And it’s not just that. Because the device also functions as a human connector, I am invariably expected to stay in touch. So when my mother calls at 11PM and I don’t pick up because I am sleeping, she assumes that I am a) ignoring her b) too good for her c) dead.
In gaining an iPhone 6+, I didn’t expect or want to stop using my phone as much but I hoped that I might earn control over my habit of maniacally checking it. Because, really, I could figure out how thick my coat should be, or whether a right or left is the appropriate direction in which to turn, and my mom should know the 24 hour rule: I’m still alive until a cop shows up at her doorstep. But maybe because my new phone would be so…grand, I would only use it when I absolutely needed to. Not while I was in the middle of dinner or waiting to meet someone, or walking down the street. What I learned was this:
A big screen = the business of the public domain. Whatever you’re doing is subject to scrutiny. Just last Sunday, I was having my hair washed at a salon and tweeted, “There is no moment that makes me feel so female as a room full of women having their hair washed.” The washer looked down and giggled. “Good one,” she said.
Forgo morning scrolls. If you’re used to reaching for your phone when you first wake up, prepare yourself to break the habit of in-bed entertainment unless you’re willing to use both hands while you lay on your side and lose feeling in the arm carrying your bodyweight. You will notice this when your scroll becomes limp.
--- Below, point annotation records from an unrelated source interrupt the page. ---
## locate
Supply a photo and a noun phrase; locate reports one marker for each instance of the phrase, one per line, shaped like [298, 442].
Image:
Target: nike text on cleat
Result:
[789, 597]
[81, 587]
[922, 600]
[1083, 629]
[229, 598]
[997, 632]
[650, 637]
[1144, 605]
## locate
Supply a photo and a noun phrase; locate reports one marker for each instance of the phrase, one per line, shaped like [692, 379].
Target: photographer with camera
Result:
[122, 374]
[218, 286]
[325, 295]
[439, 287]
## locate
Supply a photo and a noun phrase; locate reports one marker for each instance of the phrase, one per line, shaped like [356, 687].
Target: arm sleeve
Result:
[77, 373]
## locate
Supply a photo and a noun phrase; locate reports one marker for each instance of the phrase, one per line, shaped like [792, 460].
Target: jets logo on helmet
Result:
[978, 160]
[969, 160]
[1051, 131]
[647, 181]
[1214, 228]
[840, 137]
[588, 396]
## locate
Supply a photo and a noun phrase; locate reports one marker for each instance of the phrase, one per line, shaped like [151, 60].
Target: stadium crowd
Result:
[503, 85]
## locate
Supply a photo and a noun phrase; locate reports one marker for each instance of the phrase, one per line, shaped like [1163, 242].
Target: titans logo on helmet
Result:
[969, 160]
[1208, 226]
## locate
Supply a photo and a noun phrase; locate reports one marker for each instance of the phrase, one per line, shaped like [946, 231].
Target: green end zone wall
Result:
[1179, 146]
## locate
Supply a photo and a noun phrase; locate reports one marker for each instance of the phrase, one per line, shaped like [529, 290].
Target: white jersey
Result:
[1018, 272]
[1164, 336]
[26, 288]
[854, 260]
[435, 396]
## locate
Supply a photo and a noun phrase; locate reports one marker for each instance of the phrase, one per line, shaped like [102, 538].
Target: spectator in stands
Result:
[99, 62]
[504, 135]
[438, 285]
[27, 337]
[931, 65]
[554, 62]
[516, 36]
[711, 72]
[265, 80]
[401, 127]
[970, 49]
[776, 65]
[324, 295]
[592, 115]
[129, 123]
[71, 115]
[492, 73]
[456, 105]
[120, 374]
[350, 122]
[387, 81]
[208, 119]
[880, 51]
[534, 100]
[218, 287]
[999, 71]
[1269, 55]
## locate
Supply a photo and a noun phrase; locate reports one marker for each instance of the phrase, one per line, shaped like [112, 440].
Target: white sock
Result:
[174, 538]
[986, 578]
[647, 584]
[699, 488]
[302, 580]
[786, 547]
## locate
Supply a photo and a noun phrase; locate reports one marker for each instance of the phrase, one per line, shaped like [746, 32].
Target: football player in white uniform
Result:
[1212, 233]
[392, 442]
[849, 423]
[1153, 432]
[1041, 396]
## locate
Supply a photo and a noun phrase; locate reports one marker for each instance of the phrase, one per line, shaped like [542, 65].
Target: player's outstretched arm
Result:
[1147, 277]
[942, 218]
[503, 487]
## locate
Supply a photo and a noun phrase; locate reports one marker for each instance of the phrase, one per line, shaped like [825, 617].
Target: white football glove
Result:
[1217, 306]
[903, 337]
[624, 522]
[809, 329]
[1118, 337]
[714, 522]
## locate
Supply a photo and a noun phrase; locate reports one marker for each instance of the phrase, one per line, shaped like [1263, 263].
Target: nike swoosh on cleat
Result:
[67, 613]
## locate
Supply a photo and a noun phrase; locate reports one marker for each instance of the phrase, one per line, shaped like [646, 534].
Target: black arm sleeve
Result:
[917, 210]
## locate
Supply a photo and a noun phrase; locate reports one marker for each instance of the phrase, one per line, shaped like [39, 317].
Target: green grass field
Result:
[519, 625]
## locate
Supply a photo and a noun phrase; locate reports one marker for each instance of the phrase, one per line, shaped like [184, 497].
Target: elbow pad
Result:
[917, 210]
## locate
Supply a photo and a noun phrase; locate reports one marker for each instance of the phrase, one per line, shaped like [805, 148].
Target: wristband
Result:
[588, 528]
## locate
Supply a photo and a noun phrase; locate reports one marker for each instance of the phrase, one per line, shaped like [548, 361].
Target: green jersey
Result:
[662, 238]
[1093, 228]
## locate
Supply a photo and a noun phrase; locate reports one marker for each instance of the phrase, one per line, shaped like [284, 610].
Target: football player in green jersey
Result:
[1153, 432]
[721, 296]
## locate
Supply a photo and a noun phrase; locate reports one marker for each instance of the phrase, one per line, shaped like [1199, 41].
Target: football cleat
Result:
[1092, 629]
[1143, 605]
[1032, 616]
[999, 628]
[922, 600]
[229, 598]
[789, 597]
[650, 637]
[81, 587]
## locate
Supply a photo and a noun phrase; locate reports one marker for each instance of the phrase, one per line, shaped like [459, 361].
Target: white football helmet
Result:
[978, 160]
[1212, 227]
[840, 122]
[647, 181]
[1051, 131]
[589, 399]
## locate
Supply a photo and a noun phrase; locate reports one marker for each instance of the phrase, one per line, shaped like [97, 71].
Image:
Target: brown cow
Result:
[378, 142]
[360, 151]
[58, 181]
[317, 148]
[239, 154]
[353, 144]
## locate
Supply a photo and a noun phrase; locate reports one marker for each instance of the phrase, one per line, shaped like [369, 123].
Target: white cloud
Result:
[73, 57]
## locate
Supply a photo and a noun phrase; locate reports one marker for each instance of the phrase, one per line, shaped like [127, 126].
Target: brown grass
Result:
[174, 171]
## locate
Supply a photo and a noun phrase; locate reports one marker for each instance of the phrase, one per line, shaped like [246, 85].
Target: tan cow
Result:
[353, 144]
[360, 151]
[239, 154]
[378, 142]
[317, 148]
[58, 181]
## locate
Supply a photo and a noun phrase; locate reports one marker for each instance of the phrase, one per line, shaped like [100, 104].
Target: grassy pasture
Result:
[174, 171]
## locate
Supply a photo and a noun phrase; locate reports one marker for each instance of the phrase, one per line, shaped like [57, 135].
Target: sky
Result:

And once it is limp, you can rest assured that the shooting needles of numbness will perpetuate immobility in that arm. It will get better, yes, but why allow it to get bad in the first place?
The bag thing is not a myth. It really doesn’t fit in many handbags and if you, like me, have chosen to live a life hands-free, there is a 100% chance that you will be presented with the question of whether you must abandon your phone every time you resolve to leave home and a 25% chance that you might actually have to. Which, incidentally, is okay, because as humans, we are made to adapt.
So maybe by the rules of evolution, babies of the future will be born with paws, or 6th fingers on their dominant hands. This could also just be a phase: a technological joke-cum-advance running in tandem with fashion’s 90’s redux. Everyone keeps acknowledging the fact that I look like I’m texting on a computer monitor, which I appreciate, but I ask you to consider this: Zack Morris’ phone couldn’t fit in his evening clutch either.